ElasticStore

From semantic-mediawiki.org
(Redirected from ElasticStore)
Search feature information
ElasticStore the component to establish a connection between Semantic MediaWiki and a Elasticsearch cluster.
Collection
Keywords

The ElasticStore was introduced as part of Semantic MediaWiki 3.01 to provide a powerful and scalable QueryEngine that can serve enterprise and wiki-farm users better by moving query heavy computation to an external entity (meaning separated from the main DB master/replica) known as Elasticsearch2.

ElasticStore

Requirements | Features | Setup | Usage | Settings | Technical notes | FAQ

The ElasticStore provides a framework to replicate Semantic MediaWiki related data to an Elasticsearch cluster and enable its QueryEngine to send #ask requests and retrieve information from Elasticsearch (aka ES) instead of the default SQLStore.

The objective is to provide an interface to Elasticsearch to:

  • improve structured (and allow unstructured) content searches
  • extend and improve full-text query support (including sorting of results by relevancy)
  • provide means for a scalability strategy by relying on the ES infrastructure

Requirements

  • Elasticsearch: Recommended 6.1+, Tested with 5.6.6
  • Semantic MediaWiki: 3.0+
  • elasticsearch/elasticsearch (PHP ^7.0 ~6.0 or PHP ^5.6.6 ~5.3)

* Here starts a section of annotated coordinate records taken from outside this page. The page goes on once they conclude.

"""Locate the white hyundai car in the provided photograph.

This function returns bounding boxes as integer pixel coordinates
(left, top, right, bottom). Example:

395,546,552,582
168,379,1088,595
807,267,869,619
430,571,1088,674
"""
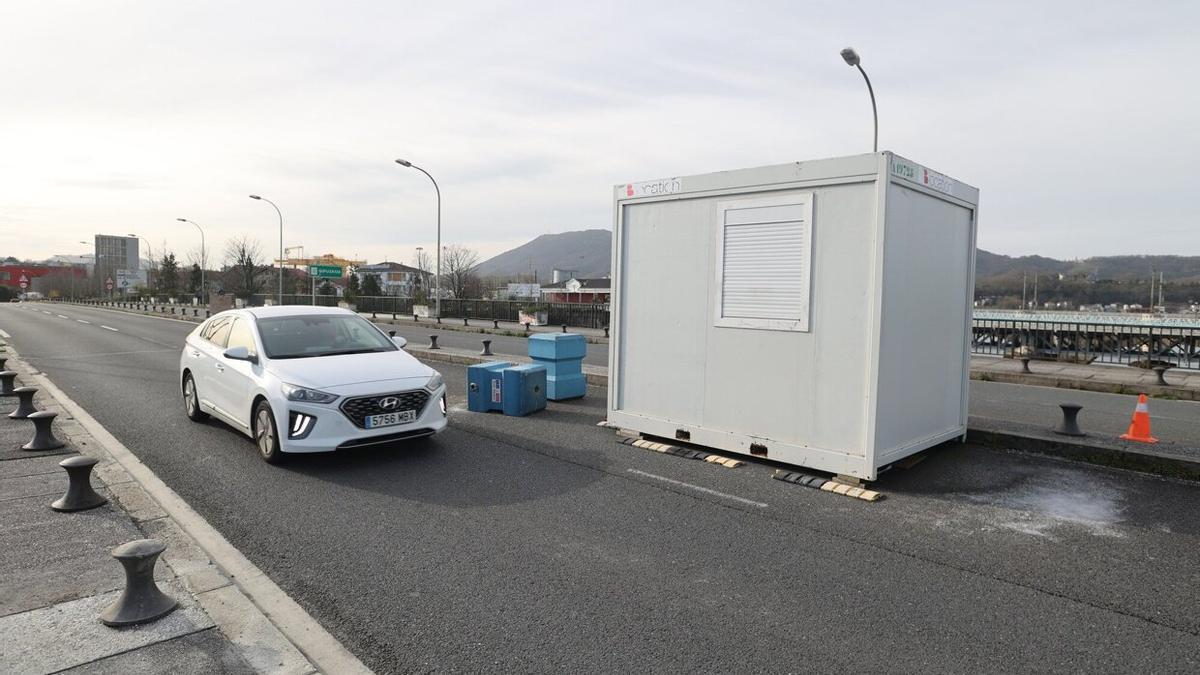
179,306,446,464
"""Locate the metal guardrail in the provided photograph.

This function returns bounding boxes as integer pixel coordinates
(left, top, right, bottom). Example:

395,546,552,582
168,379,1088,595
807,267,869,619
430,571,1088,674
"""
971,312,1200,370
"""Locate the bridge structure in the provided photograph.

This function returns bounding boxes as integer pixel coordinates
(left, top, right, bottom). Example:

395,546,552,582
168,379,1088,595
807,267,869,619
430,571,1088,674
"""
971,309,1200,370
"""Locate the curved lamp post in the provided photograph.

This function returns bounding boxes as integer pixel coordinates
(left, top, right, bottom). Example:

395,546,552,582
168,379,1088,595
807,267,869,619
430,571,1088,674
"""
841,47,880,153
250,195,283,305
175,217,209,300
396,160,442,316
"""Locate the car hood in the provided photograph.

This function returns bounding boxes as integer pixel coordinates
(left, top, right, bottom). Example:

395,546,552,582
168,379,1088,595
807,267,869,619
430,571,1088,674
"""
266,350,434,393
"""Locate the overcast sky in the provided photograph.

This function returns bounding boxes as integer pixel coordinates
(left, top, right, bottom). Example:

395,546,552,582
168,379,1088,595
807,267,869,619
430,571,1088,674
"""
0,0,1200,262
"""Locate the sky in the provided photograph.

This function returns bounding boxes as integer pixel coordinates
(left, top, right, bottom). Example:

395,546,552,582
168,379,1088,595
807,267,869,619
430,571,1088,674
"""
0,0,1200,264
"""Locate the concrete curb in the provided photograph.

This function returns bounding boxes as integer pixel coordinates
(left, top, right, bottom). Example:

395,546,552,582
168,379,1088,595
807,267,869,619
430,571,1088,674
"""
7,344,371,674
967,428,1200,480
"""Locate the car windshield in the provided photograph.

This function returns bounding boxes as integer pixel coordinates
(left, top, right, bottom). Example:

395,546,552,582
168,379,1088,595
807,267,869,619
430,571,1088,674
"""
257,315,397,359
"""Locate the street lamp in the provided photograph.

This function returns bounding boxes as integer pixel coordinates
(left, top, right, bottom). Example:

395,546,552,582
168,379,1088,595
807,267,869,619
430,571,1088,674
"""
396,160,442,316
175,217,209,305
129,232,154,294
841,47,880,153
250,195,283,300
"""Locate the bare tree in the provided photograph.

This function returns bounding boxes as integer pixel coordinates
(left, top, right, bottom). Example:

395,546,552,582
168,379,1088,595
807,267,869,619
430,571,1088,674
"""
442,244,482,298
221,234,271,299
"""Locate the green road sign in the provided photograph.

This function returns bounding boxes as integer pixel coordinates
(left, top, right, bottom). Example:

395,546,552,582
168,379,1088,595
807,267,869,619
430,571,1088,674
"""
308,260,342,279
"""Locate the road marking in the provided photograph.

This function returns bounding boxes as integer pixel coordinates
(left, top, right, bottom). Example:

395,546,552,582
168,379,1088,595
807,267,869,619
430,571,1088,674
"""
3,341,371,675
625,468,767,508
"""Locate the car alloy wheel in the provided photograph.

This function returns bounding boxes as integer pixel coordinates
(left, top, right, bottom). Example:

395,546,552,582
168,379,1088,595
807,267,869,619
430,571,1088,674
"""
184,374,208,422
254,401,282,464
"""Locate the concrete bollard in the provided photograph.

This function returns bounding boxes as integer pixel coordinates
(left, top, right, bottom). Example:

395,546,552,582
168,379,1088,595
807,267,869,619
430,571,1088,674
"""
20,410,62,450
50,455,108,512
8,387,37,419
0,370,17,396
100,539,179,626
1054,404,1087,436
1154,365,1170,387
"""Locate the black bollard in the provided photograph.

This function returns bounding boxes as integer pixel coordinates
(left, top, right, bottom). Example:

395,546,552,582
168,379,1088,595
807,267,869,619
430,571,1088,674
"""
8,387,37,419
1054,404,1087,436
20,410,62,450
0,370,17,396
1154,365,1170,387
50,455,108,512
100,539,179,626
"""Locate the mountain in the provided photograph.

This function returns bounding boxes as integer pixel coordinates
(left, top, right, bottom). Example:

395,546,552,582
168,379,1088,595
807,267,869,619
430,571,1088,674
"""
478,229,1200,283
475,229,612,283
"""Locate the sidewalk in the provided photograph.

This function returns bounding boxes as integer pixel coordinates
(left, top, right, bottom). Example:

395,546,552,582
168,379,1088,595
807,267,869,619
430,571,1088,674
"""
0,351,316,674
971,356,1200,401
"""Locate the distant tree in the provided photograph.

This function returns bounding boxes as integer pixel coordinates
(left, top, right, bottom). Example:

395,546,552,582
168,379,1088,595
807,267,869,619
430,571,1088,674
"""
442,244,482,298
222,235,271,299
362,274,383,298
187,263,204,295
156,252,179,297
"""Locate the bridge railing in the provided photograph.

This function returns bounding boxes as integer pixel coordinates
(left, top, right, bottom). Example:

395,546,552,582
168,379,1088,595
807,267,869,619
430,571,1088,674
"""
971,318,1200,370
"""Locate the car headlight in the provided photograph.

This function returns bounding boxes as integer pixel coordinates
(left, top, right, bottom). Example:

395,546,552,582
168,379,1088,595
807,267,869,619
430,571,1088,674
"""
425,372,445,392
282,384,337,404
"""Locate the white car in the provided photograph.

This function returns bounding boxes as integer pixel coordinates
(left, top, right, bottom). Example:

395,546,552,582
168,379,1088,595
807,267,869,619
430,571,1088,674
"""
179,306,446,464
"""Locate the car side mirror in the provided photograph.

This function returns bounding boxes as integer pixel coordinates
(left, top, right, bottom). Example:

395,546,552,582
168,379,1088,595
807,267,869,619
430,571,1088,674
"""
224,347,258,363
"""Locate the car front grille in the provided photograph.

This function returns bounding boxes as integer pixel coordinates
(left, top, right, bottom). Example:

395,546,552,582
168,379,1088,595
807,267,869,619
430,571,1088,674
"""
341,389,430,429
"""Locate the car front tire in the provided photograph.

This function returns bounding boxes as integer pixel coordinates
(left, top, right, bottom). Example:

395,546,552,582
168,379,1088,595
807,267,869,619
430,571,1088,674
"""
254,401,283,464
184,372,209,422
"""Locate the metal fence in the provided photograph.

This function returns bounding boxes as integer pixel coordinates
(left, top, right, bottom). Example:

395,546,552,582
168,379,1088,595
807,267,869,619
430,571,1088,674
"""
971,318,1200,370
243,294,608,328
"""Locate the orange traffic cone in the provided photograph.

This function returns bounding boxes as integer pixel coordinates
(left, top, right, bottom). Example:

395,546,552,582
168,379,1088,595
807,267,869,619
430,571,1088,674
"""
1121,394,1158,443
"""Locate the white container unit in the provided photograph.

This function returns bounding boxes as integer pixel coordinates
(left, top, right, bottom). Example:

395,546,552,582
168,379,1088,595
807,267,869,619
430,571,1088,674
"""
608,153,979,480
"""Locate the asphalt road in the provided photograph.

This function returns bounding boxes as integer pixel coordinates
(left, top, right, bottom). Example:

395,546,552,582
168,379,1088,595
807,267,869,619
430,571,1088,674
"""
7,304,1200,673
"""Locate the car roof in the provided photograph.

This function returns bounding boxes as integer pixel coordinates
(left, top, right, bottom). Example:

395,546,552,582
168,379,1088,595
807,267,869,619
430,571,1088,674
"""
242,305,358,318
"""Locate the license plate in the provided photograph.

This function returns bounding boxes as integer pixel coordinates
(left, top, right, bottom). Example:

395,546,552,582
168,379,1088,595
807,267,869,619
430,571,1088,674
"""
367,410,416,429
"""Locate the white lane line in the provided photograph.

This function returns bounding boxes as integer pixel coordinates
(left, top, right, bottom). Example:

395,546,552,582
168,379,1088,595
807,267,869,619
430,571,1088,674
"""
625,468,767,508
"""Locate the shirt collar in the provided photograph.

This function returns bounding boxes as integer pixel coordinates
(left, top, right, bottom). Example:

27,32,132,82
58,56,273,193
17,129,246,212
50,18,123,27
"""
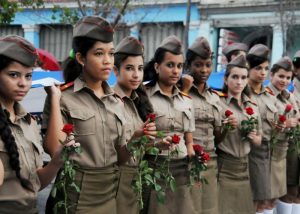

We rely on the elasticsearch php-api to communicate with Elasticsearch and are therefore independent from any other vendor or MediaWiki extension that may use ES as search backend (e.g. CirrusSearch).

It is recommended to use:

  • ES 6+ due to improvements to its sparse field handling
  • ES hardware with "... machine with 64 GB of RAM is the ideal sweet spot, but 32 GB and 16 GB machines are also common ..." as noted in the elasticsearch guide

Features

  • Handle property type changes without the need to rebuild the entire index itself after it is ensured that all ChangePropagation jobs have been processed
  • Inverse queries are supported (e.g. [[-Foo::Bar]])
  • Property chains and paths queries are supported (e.g. [[Foo.Bar::Foobar]])
  • Category and property hierarchies are supported

Setup

Before the ElasticStore (hereby Elasticsearch) can be used as drop-in replacement for the existing SQLStore based QueryEngine the following settings and operations are necessary:

  • Set $GLOBALS['smwgDefaultStore'] = 'SMWElasticStore';
  • Set $GLOBALS['smwgElasticsearchEndpoints'] = [ ... ];
  • Run php setupStore.php or php update.php
  • Rebuild the index using php rebuildElasticIndex.php

For a more detailed introduction, see the usage and settings section as well as:

General notes

Elasticsearch is not expected to be used as data store replacement and therefore it is not assumed that ES will return all _source fields during a request.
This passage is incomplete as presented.